King Of The Ring Finals: Savio Vega vs. Mabel
So it all boils down to this. I strongly questioned this at the time… and I was a mark. When that happens, you know things are bad. It just didn't feel right. This is Savio's fourth match of the night, something that also doesn't sit well for obvious reasons. He plays the spunky underdog here. Mabel runs through rest hold after rest hold. Razor, in Savio's corner, pounds the mat to try to get the crowd into it, so they respond with a loud ECW chant. Gotta love Philly fans. Mabel eventually finishes it off with a powerslam and a splash at 8:32 to end the worst King Of The Ring Tournament of all time. DUD, much like the point of the tourney itself. '93- Bret, '94- Owen, '95… Mabel. Yep. After the match, Mabel and Mo, Men On a Mission, beat on Razor's injured ribs. The 1-2-3 Kid tries to make the save, but gets knocked around for his trouble.
Mo crowns Mabel the new King Of The Ring. The heat is tremendous… for the booking, not for Mabel. The Mabel push is flopping horribly right before Vince's very eyes, and this was only the beginning.
Lawler vigorously washes his mouth out in the locker room. Eww.
Stephanie Wyand caught up to Ted DiBiase, Sid, and Tatanka earlier.
Meanwhile, Todd Pettengill caught up with Diesel and Bam Bam Bigelow.
Diesel & Bam Bam Bigelow vs. Psycho Sid & Tatanka
Today a PPV main event will never be a tag team match with the WWF Champion in it (at least Austin's WWF Title was on the line at Backlash 2001) because that's all we get on TV leading up to the PPV. The heels target Diesel's elbow since he injured it in a match against Sid at In Your House. Bigelow gets beat on for a bit, and just to show how many brains there are on the face side, the following occurs: Diesel gets the hot tag after Bigelow endures several minutes of punishment, and drops an elbow with his injured elbow, which of course only serves to inflict more damage upon himself. So Diesel runs to Bam Bam and tags him right back in, and of course Bigelow is still gassed and gets beat on some more by the heels. Good psychology, boring action. Bigelow finally somersaults onto Tatanka and makes the real hot tag to Diesel. The Champ runs through his finishing offense on Tatanka and Jackknives him. He covers him for the easy
three count, but decides against it, and lifts him up at two, declaring that he wants Sid instead.

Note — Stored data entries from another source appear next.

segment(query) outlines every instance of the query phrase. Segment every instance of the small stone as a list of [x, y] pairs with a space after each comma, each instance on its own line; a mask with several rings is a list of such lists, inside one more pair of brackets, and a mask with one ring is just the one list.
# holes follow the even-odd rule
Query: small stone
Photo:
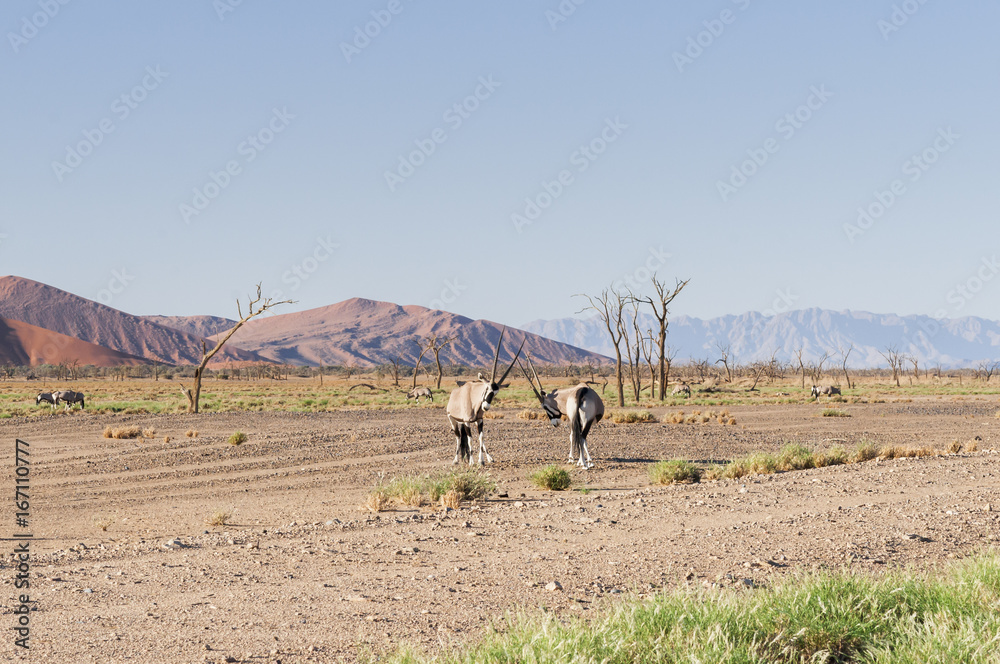
[[549, 581], [545, 584], [546, 590], [562, 590], [562, 584], [558, 581]]
[[92, 589], [92, 588], [84, 588], [84, 589], [83, 589], [83, 592], [85, 592], [86, 594], [90, 595], [90, 594], [91, 594], [91, 593], [93, 593], [94, 591], [93, 591], [93, 589]]
[[524, 503], [522, 503], [520, 500], [515, 500], [514, 507], [524, 507]]

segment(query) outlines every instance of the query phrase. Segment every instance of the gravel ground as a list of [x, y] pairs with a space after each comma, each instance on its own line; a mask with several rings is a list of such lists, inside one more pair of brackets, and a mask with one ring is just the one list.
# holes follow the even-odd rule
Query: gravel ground
[[[574, 472], [585, 491], [562, 493], [526, 476], [565, 458], [568, 432], [500, 409], [486, 424], [498, 495], [378, 514], [360, 505], [380, 477], [452, 468], [439, 406], [3, 420], [5, 467], [15, 437], [31, 443], [30, 656], [355, 661], [401, 642], [436, 652], [521, 610], [586, 617], [678, 585], [743, 591], [803, 569], [929, 569], [996, 545], [995, 400], [836, 404], [851, 417], [819, 417], [825, 406], [731, 407], [735, 426], [602, 422], [589, 441], [596, 467]], [[109, 424], [156, 437], [105, 439]], [[239, 447], [226, 443], [236, 430], [248, 434]], [[862, 438], [976, 440], [978, 451], [670, 487], [646, 476], [664, 458]], [[12, 534], [11, 501], [3, 509]], [[205, 525], [218, 511], [229, 523]], [[5, 628], [16, 574], [4, 556]], [[0, 652], [15, 652], [5, 631]]]

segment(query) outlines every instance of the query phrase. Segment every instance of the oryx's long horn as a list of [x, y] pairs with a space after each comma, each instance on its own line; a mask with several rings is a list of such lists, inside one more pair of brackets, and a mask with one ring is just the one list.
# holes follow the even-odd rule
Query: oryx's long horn
[[545, 388], [542, 387], [542, 379], [538, 377], [538, 372], [535, 371], [535, 367], [531, 364], [531, 353], [525, 355], [528, 360], [528, 368], [531, 369], [531, 373], [535, 375], [535, 382], [538, 383], [538, 391], [544, 392]]
[[503, 345], [503, 333], [507, 331], [507, 326], [504, 325], [503, 329], [500, 330], [500, 341], [497, 342], [497, 352], [493, 356], [493, 371], [490, 372], [490, 382], [494, 383], [493, 379], [497, 377], [497, 362], [500, 361], [500, 346]]
[[528, 385], [531, 385], [531, 391], [535, 393], [535, 396], [538, 397], [538, 402], [541, 403], [542, 395], [535, 389], [535, 384], [532, 382], [531, 376], [528, 375], [528, 372], [525, 371], [524, 365], [521, 364], [521, 360], [517, 360], [517, 366], [521, 368], [521, 373], [523, 373], [524, 377], [528, 379]]
[[517, 358], [521, 357], [521, 349], [524, 348], [524, 342], [527, 340], [528, 337], [525, 336], [524, 340], [521, 341], [521, 345], [517, 349], [517, 353], [514, 354], [514, 359], [510, 361], [510, 366], [507, 367], [507, 371], [503, 372], [503, 376], [500, 377], [500, 380], [495, 381], [497, 385], [503, 384], [504, 378], [506, 378], [507, 374], [510, 373], [510, 370], [514, 368], [514, 363], [517, 362]]

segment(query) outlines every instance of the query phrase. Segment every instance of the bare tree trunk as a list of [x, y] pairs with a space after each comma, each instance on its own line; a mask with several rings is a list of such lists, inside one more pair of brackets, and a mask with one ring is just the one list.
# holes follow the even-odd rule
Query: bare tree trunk
[[[239, 321], [237, 321], [236, 325], [234, 325], [233, 328], [226, 333], [224, 337], [222, 337], [221, 339], [219, 339], [218, 342], [216, 342], [215, 347], [212, 348], [211, 351], [207, 349], [205, 340], [204, 339], [201, 340], [201, 362], [198, 364], [197, 367], [195, 367], [193, 386], [192, 388], [186, 388], [186, 387], [181, 388], [181, 391], [188, 398], [189, 413], [198, 412], [199, 399], [201, 398], [201, 379], [205, 371], [205, 367], [208, 365], [209, 361], [215, 356], [215, 354], [218, 353], [220, 350], [222, 350], [222, 347], [226, 345], [226, 342], [229, 341], [230, 337], [236, 334], [236, 330], [243, 327], [243, 324], [246, 323], [251, 318], [259, 316], [260, 314], [270, 310], [273, 307], [278, 306], [279, 304], [292, 303], [292, 300], [281, 300], [280, 302], [272, 302], [271, 298], [263, 298], [263, 296], [261, 296], [260, 294], [260, 284], [257, 284], [257, 296], [248, 299], [249, 299], [249, 305], [247, 307], [246, 316], [243, 315], [243, 309], [240, 306], [240, 301], [239, 300], [236, 301], [236, 311], [239, 314], [240, 319]], [[258, 305], [261, 299], [263, 299], [264, 301], [263, 303]], [[256, 309], [254, 308], [255, 306]]]

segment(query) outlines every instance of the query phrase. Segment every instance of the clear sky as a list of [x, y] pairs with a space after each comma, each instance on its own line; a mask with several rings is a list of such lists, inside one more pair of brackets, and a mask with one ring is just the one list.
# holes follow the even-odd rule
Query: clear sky
[[516, 325], [653, 267], [691, 279], [678, 314], [998, 319], [998, 24], [982, 0], [6, 0], [0, 274], [136, 314], [231, 317], [262, 281], [285, 311]]

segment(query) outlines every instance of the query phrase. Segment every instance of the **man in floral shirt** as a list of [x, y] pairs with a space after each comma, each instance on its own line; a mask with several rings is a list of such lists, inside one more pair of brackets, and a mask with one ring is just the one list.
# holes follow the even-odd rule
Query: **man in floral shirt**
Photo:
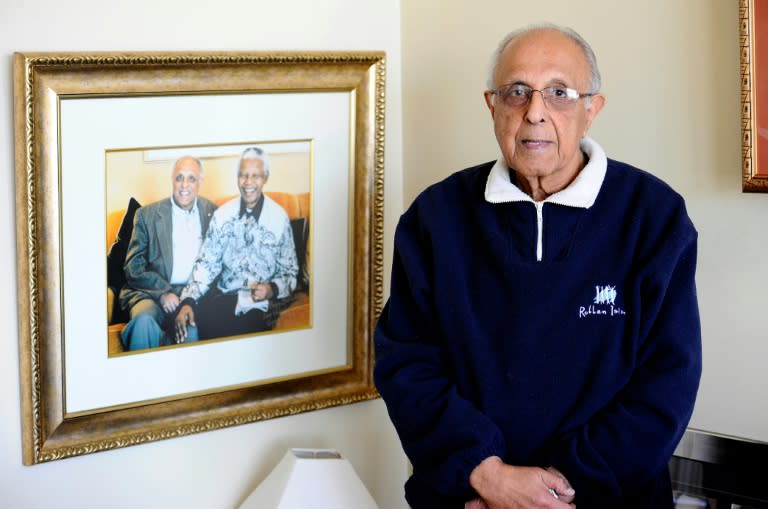
[[181, 292], [177, 341], [187, 337], [189, 326], [199, 328], [200, 339], [269, 330], [274, 318], [270, 305], [296, 288], [291, 224], [285, 210], [262, 192], [268, 179], [266, 153], [259, 147], [245, 149], [237, 173], [240, 197], [213, 214]]

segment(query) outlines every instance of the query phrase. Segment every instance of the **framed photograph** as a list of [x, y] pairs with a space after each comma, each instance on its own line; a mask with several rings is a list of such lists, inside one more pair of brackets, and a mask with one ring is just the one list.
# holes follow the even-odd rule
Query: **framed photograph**
[[[311, 326], [310, 280], [314, 271], [311, 267], [312, 260], [307, 255], [312, 251], [309, 248], [309, 240], [312, 231], [310, 184], [313, 173], [313, 143], [314, 140], [309, 139], [282, 140], [247, 144], [120, 148], [106, 151], [107, 343], [110, 356], [150, 353], [155, 348], [199, 346], [211, 340], [238, 339], [257, 333], [269, 334]], [[260, 310], [261, 307], [267, 306], [269, 323], [262, 324], [260, 320], [249, 319], [244, 324], [246, 330], [233, 331], [232, 324], [216, 320], [215, 324], [206, 326], [206, 321], [210, 320], [198, 317], [201, 323], [195, 338], [207, 341], [177, 341], [172, 320], [174, 316], [172, 313], [164, 313], [163, 320], [158, 323], [157, 334], [154, 334], [154, 341], [148, 343], [146, 331], [141, 325], [135, 325], [136, 320], [128, 325], [132, 316], [140, 314], [139, 311], [146, 307], [141, 301], [158, 301], [154, 292], [165, 292], [170, 289], [169, 286], [175, 286], [174, 295], [180, 297], [183, 286], [186, 286], [190, 279], [198, 253], [201, 257], [204, 252], [228, 254], [224, 250], [213, 249], [219, 245], [224, 246], [222, 239], [216, 237], [209, 240], [206, 237], [212, 219], [210, 211], [227, 205], [234, 206], [239, 214], [241, 198], [237, 173], [240, 157], [241, 154], [254, 149], [263, 151], [269, 163], [269, 173], [265, 175], [266, 181], [259, 192], [266, 201], [280, 206], [276, 210], [283, 222], [278, 225], [280, 229], [275, 233], [278, 236], [285, 234], [283, 237], [290, 241], [286, 243], [286, 247], [289, 247], [293, 256], [285, 257], [288, 262], [286, 268], [290, 271], [290, 292], [286, 291], [286, 295], [279, 300], [273, 299], [272, 305], [269, 306], [269, 302], [252, 301], [250, 290], [240, 283], [239, 286], [245, 291], [245, 307], [239, 307], [244, 311], [248, 307]], [[185, 162], [194, 170], [189, 172], [192, 181], [187, 183], [183, 182]], [[171, 194], [173, 200], [170, 198]], [[196, 200], [201, 203], [195, 203]], [[184, 209], [175, 206], [177, 201], [187, 204], [192, 212], [196, 211], [197, 214], [193, 213], [192, 216], [196, 223], [200, 223], [200, 227], [195, 228], [193, 235], [187, 240], [174, 237], [174, 234], [181, 235], [186, 231], [173, 228], [173, 221], [184, 217], [181, 212]], [[210, 208], [205, 208], [203, 201], [207, 201]], [[137, 215], [142, 205], [148, 206]], [[223, 208], [221, 213], [225, 210], [226, 208]], [[177, 216], [173, 215], [174, 211]], [[282, 214], [283, 212], [285, 214]], [[201, 220], [200, 214], [207, 214], [209, 217]], [[267, 215], [269, 214], [265, 213], [264, 220], [255, 221], [254, 224], [264, 223], [269, 219]], [[136, 228], [133, 226], [134, 222]], [[230, 226], [216, 222], [214, 225]], [[183, 223], [183, 226], [189, 227], [186, 223]], [[242, 233], [246, 232], [251, 240], [255, 240], [252, 235], [254, 232], [249, 229]], [[258, 235], [258, 232], [256, 234]], [[174, 242], [192, 243], [182, 253], [186, 256], [174, 254]], [[258, 240], [255, 240], [255, 243], [262, 244]], [[233, 251], [232, 254], [240, 258], [240, 248]], [[265, 254], [263, 251], [249, 251], [257, 257], [255, 263], [262, 261]], [[278, 250], [273, 251], [278, 254]], [[270, 253], [266, 254], [269, 256]], [[255, 271], [249, 271], [247, 276], [250, 277], [252, 272]], [[202, 299], [202, 307], [205, 307], [211, 294], [219, 293], [216, 291], [216, 285], [208, 290]], [[233, 293], [231, 299], [234, 299], [233, 289], [230, 287], [227, 290]], [[237, 295], [240, 296], [240, 292], [237, 292]], [[178, 307], [178, 304], [176, 306]], [[230, 307], [234, 310], [238, 306], [233, 304]], [[226, 314], [226, 311], [224, 309], [222, 313]], [[261, 313], [257, 316], [261, 316]]]
[[378, 396], [384, 82], [382, 52], [14, 55], [25, 464]]
[[739, 0], [742, 190], [768, 192], [768, 2]]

Sid opts to take a hike down the aisle instead of confronting his rival, and this is the last straw for Philly fans, who pelt trash on him on his way to the back. Diesel drops an elbow (this time he's a man about it) on a defenseless Tatanka and covers for the win at 17:35. *1/4 The epic Sid/Diesel blowoff will have to wait for another day, as the fans that ordered this show were even cheated out of seeing the Diesel/Sid issue resolved. Yes, welcome to the age of monthly PPV's, as we now have the main event for the next In Your House in July set up already.
Top to bottom, this has to be considered one of the most boring and lackluster PPV's the WWF has ever put together. There was nothing redeeming about it any way. They sacrificed an entire tournament for the sake of swerving a crowd and the result was not a good one. Call it an important lesson. The tournament was screwed up six ways from Sunday, the main event was a tag match where the WWF Champion pinned someone that hadn't been over in two years, and we didn't even get any good matches since all the top workers were involved with subpar ones; Shawn with Kama, Bret with Lawler, and even the Undertaker with Mabel. And Owen Hart and Jeff Jarrett were left off the card. A bad show, as the Mabel experiment fails before it even starts. It wouldn't end for two more months, but luckily Shawn Michaels saves the next two PPV's.
King Of The Ring 1995 Key Stats Matches: 8
Total Wrestling: 83:48
Average Match: 10:29
Average Match Rating: *1/4
Top Moments: Um... well, I enjoyed the crowd becoming unruly at the realization that Mabel was their King Of The Ring. And anytime Bret Hart is on my screen, it's a good thing. Other than that, I can't think of much except for Dok's two funny bits over a three hour span, a ratio which in itself isn't much of one.